Jeremy set the spoonful of egg down and opened the bag, as if he expected to find some answer inside it. “E-Z-Do Embroidery Set,” he said.
“Hush, it’s supposed to be a surprise.”
“I don’t quite see,” he told me. “Have I — is there something the matter, Miss Vinton?”
“Nothing’s the matter.”
“I had thought perhaps Mary wanted you to bring her home.”
“No, I think she would prefer you to do it.”
He started smiling. He nodded several times and his face grew pink. “Oh, well, then, certainly,” he said. “Thank you, Miss Vinton! I certainly do—”
“Any time,” I said. “Here, give me that,” and I reached for Hannah’s bowl of egg. “Now you’d better hurry. She was due to be released at ten and it’s already five of.”
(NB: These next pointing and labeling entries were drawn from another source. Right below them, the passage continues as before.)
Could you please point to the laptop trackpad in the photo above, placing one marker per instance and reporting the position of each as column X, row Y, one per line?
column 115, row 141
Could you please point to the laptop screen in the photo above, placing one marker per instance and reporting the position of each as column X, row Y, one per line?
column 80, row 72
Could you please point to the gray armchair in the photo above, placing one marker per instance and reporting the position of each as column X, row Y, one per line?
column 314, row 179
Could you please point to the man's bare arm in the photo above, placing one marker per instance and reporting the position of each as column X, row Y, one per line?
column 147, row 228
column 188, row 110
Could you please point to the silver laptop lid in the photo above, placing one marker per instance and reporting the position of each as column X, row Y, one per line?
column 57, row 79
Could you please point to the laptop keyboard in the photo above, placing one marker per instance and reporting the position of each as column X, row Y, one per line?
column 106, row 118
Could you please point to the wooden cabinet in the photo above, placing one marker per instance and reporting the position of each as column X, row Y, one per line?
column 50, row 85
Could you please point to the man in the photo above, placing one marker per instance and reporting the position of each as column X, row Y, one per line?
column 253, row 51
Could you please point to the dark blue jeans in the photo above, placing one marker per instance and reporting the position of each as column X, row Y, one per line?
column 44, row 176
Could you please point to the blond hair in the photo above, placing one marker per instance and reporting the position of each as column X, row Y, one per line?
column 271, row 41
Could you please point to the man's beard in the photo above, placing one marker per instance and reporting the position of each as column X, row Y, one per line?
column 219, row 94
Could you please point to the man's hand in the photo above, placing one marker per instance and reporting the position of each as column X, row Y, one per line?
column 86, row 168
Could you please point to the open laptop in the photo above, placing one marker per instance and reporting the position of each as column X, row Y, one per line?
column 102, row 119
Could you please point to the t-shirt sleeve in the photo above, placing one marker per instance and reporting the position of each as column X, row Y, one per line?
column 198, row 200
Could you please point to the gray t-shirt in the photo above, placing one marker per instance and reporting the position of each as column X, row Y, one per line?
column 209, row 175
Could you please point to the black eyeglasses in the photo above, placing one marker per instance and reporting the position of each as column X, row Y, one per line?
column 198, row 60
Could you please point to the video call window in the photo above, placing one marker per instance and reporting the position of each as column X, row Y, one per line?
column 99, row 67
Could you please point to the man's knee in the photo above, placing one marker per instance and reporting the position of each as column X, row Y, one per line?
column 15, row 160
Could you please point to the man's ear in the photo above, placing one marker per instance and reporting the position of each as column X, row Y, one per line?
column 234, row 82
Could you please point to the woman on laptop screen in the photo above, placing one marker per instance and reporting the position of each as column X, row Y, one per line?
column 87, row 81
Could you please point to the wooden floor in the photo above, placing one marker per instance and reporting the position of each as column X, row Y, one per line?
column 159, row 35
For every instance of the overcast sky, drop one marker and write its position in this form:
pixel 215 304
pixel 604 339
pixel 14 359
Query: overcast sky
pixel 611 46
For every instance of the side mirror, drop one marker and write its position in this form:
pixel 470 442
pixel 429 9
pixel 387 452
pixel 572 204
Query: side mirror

“Oh yes,” Jeremy said. He rose and held out his hand. For a moment I couldn’t think why, but then I saw that he was beaming at me and I set the bowl on the table and shook his hand. “It’s certainly — it’s just wonderful of you to watch the children this way,” he said. “I really don’t know how to—”
“Oh shoot. Run along, now.”
He picked up the bag of gifts, which I had forgotten all about, and left the kitchen. I heard him in the hallway, scattering hangers and stumbling over rubber boots in the coat closet. A minute later I heard the front door slam. “Where’s he going?” Darcy said, coming into the kitchen. “I thought you were off getting Mom.”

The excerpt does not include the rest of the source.